Do you hear this on your project? Are your tests flaky? Does the build change from green to red and back again without any real explanation? What are you doing about it?
Recently I joined a project that had this problem. It's quite normal to encounter it and it's quite common to get around it by just running the test again. Some teams had actually added scripts to pick up failed tests and run them again automatically at the end of the same build, in case they pass the second time around.
Flaky test or flaky system?
But how can you tell the difference between a flaky test and a flaky system? We certainly couldn't - it turned out that the system was flaky and our users experienced problems. This is not an easy problem to solve. Here are two approaches that helped us:
1. Sniff out the non-deterministic tests:
You should attempt to work out whether the problem is in the test code or the app code. Read Martin Fowler's bliki on Non-deterministic tests. Think about your own test suites - do you have any non-deterministic tests? You probably do unless you've been very careful. You might try to deconstruct your flaky tests and implement them at a lower level. You may lose a certain degree of coverage but the results of the test will be reliable. At the very least, you could watch the logs in real-time and where appropriate, check the UI of the test machine as the steps are running to see if they're behaving as expected.

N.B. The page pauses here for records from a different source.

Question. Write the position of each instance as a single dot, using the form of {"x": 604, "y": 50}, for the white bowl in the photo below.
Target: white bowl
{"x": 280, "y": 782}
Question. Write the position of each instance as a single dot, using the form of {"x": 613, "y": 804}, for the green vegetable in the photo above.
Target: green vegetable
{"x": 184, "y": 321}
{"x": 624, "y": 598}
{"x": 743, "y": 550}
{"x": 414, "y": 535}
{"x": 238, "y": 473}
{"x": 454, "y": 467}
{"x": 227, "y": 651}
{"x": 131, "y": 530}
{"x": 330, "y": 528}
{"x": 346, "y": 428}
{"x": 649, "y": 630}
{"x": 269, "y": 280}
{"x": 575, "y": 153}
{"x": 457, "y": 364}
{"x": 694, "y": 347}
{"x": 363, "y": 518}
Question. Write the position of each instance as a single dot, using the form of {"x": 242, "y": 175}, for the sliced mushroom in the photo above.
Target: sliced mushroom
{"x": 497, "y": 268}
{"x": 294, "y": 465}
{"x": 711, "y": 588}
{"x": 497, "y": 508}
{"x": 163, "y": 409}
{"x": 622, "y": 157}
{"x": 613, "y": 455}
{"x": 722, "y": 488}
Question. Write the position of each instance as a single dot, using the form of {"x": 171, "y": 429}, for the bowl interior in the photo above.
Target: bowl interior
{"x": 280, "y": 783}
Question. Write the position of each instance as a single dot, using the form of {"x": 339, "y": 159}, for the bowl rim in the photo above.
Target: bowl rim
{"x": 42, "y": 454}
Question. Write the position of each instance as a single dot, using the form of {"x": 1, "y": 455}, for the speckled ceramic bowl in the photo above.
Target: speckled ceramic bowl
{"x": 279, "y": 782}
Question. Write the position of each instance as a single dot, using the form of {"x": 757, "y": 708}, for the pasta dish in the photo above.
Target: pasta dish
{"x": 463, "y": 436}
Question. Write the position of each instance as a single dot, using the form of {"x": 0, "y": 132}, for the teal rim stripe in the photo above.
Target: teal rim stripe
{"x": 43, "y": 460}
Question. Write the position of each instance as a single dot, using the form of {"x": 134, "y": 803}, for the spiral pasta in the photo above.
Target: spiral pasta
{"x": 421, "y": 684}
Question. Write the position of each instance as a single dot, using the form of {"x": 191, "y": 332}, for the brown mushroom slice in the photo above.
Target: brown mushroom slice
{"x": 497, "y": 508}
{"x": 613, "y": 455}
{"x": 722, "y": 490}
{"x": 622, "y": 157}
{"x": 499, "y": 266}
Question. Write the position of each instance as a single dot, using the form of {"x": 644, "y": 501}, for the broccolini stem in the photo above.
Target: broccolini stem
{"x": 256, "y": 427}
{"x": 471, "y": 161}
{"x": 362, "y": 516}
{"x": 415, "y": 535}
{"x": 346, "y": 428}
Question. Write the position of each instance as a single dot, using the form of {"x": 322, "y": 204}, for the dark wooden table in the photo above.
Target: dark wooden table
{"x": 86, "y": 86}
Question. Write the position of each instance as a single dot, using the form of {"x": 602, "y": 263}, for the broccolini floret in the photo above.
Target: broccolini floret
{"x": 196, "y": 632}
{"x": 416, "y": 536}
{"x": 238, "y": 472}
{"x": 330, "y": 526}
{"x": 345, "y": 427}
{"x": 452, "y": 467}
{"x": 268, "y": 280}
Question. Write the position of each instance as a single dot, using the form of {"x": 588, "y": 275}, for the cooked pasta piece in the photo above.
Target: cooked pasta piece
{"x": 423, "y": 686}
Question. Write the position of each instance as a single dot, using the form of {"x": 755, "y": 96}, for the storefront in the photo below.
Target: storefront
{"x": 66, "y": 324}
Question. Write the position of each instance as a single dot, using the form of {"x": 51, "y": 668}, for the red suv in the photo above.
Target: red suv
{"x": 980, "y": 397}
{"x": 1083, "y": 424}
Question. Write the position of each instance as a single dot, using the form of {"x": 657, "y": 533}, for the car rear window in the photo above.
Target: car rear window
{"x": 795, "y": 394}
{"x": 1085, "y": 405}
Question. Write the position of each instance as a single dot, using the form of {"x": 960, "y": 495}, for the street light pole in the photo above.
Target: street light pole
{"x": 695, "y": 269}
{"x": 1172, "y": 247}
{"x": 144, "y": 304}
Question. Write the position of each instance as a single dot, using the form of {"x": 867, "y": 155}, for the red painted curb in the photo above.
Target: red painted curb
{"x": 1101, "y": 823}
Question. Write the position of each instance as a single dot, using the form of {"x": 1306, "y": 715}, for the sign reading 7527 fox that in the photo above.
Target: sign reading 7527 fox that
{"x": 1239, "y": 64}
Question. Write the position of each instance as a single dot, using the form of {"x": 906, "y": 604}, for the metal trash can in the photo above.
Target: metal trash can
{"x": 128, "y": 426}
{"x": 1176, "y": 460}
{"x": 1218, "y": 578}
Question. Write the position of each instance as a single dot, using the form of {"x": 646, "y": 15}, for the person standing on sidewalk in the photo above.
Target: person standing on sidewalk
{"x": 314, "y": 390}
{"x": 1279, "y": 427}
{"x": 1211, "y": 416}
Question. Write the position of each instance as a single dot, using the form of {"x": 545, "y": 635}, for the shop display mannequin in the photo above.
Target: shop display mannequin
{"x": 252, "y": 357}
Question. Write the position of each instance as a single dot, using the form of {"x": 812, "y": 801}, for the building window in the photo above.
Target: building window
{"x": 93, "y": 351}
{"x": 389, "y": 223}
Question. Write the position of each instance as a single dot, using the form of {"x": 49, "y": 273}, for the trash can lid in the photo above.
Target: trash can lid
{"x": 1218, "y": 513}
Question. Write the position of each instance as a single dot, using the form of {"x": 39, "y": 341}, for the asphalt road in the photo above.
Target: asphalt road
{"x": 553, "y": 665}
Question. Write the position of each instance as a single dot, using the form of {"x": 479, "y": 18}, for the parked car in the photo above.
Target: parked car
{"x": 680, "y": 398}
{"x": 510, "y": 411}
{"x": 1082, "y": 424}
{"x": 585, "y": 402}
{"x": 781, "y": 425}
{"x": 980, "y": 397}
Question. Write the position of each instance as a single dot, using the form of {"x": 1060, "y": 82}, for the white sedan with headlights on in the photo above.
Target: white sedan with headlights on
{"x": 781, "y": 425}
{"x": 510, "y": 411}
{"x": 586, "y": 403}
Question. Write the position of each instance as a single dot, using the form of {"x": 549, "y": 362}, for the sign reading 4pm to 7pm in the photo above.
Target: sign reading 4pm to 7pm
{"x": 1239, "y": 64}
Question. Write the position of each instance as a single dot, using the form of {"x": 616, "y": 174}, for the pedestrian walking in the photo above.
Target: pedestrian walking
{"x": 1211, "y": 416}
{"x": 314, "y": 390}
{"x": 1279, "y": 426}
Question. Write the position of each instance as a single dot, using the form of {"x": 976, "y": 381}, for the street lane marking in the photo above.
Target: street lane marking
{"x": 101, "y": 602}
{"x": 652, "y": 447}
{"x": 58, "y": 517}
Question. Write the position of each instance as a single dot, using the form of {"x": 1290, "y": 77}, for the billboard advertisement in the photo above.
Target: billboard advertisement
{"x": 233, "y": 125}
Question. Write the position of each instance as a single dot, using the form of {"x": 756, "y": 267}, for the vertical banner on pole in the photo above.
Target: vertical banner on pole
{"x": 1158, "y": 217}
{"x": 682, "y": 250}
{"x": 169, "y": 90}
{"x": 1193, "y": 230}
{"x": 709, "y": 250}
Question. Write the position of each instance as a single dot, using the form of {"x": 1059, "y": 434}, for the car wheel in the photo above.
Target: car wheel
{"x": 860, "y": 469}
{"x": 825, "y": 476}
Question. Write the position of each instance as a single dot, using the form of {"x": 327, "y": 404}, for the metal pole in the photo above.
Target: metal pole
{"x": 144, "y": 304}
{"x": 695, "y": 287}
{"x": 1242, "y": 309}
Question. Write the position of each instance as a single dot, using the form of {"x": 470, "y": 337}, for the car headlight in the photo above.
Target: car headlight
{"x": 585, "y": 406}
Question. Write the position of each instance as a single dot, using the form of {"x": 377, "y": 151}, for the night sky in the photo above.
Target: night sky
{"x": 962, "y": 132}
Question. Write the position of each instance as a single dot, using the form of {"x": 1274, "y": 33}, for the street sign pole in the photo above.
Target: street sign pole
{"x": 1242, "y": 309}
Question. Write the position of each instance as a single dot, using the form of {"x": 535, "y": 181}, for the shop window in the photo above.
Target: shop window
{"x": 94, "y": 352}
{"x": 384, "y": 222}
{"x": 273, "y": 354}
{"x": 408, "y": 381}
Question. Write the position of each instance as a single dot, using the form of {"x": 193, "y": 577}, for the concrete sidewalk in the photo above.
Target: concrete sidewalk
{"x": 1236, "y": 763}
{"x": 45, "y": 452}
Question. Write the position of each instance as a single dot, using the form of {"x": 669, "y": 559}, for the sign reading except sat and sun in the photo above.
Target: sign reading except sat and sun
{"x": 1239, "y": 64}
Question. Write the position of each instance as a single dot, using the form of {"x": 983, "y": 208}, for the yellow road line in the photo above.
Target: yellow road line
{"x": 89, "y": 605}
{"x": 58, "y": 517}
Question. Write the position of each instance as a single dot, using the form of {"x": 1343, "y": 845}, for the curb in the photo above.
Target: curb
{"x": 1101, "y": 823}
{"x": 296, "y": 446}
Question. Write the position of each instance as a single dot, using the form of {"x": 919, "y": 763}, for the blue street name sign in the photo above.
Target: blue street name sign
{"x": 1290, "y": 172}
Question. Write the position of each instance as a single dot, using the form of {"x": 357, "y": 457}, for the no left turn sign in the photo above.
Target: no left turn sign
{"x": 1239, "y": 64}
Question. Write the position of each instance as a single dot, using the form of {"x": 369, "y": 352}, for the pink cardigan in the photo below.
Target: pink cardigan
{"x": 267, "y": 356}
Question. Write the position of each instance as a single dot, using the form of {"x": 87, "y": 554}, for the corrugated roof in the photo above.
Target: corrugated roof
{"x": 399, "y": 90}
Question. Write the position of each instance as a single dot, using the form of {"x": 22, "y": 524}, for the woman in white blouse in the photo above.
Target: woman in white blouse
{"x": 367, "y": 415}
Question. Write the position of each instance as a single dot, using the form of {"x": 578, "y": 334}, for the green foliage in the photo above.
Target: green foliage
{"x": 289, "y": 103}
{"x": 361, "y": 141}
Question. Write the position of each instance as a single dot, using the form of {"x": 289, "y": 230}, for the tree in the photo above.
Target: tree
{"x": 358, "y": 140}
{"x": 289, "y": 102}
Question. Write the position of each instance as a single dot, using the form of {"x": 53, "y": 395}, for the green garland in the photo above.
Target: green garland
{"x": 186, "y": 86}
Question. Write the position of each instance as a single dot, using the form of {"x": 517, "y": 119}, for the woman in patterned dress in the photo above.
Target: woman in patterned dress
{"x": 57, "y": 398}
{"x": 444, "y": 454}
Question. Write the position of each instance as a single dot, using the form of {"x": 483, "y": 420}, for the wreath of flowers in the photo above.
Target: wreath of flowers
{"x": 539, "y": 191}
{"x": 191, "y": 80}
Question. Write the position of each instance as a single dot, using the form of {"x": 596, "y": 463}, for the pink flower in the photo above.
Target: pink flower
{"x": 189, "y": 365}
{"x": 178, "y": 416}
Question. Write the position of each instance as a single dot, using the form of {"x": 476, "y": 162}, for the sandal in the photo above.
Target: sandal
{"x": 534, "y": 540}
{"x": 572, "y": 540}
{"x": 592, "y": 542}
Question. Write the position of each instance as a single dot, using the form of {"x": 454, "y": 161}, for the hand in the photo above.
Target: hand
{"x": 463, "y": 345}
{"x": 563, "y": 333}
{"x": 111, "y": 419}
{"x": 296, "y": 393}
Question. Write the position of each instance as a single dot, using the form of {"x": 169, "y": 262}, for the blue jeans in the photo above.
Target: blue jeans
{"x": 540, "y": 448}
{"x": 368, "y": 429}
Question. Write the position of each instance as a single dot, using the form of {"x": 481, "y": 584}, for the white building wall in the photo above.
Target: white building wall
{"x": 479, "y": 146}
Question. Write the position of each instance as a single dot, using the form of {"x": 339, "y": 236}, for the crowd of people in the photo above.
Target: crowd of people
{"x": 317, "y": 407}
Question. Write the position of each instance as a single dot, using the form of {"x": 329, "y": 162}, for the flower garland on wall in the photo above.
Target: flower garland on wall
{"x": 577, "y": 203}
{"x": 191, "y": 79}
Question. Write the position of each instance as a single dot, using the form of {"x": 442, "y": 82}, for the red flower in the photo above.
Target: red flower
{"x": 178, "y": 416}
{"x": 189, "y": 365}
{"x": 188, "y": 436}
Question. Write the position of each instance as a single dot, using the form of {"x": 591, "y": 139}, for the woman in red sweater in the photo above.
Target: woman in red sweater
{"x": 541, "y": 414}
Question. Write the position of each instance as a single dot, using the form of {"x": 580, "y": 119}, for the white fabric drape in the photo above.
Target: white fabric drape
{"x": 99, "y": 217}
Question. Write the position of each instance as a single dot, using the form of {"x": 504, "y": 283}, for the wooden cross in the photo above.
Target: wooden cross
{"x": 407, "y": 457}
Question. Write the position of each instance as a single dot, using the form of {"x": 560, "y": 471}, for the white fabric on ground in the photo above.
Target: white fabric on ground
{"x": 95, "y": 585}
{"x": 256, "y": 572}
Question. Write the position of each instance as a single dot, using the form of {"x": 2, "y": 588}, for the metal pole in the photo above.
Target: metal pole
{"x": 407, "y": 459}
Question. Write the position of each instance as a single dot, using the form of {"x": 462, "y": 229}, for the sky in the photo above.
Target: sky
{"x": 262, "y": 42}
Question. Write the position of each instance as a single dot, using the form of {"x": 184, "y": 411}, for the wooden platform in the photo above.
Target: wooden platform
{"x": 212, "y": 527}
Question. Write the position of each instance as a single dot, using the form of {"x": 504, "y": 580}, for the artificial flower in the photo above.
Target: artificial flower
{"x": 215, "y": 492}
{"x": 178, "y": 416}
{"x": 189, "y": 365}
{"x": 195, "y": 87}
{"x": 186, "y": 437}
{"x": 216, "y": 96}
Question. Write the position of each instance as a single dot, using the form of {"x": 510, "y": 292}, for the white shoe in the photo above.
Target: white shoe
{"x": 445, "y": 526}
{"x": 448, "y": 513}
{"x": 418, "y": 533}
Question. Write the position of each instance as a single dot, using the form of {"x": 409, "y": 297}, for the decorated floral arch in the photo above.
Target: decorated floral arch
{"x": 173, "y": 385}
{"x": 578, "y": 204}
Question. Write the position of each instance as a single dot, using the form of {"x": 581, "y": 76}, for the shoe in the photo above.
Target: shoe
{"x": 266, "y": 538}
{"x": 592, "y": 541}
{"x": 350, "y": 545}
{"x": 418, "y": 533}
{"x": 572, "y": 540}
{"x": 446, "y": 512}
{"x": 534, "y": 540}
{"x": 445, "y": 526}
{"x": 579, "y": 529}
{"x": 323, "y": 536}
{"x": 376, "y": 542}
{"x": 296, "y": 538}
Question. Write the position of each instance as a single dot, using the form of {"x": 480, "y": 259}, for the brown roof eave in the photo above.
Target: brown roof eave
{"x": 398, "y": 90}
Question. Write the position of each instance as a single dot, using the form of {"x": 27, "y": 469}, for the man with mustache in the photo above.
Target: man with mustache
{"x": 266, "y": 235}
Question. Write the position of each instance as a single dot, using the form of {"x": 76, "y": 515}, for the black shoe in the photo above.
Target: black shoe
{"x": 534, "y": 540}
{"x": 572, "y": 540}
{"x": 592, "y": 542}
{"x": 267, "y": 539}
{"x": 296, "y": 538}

2. Don’t ignore them, fix them.
Understanding your problem doesn't make it go away. You need to leave adding new features by the wayside to go and fix this stuff. Using the head-in-the-sand approach, our functional test suite quickly descended from being mostly green to mostly red. The day we had 13 out of 17 builds go red was the last straw and we decided more drastic action needed to be taken. What was our action? Simply having better discipline to follow the process we already had in place. We decided that we'd remove the option to re-run the suite without a code change, and we reinforced the rule that you were only allowed to push on a red build if what you were pushing was intended to fix the build.
Sure enough, by the end of the next day there were 7 people crowded around the build machine trying to fix these flaky build. As a result we discovered some badly written tests and identified six genuine issues with the application. The build light was still red, but instead of crossed fingers we had six juicy, clearly defined bugs to fix.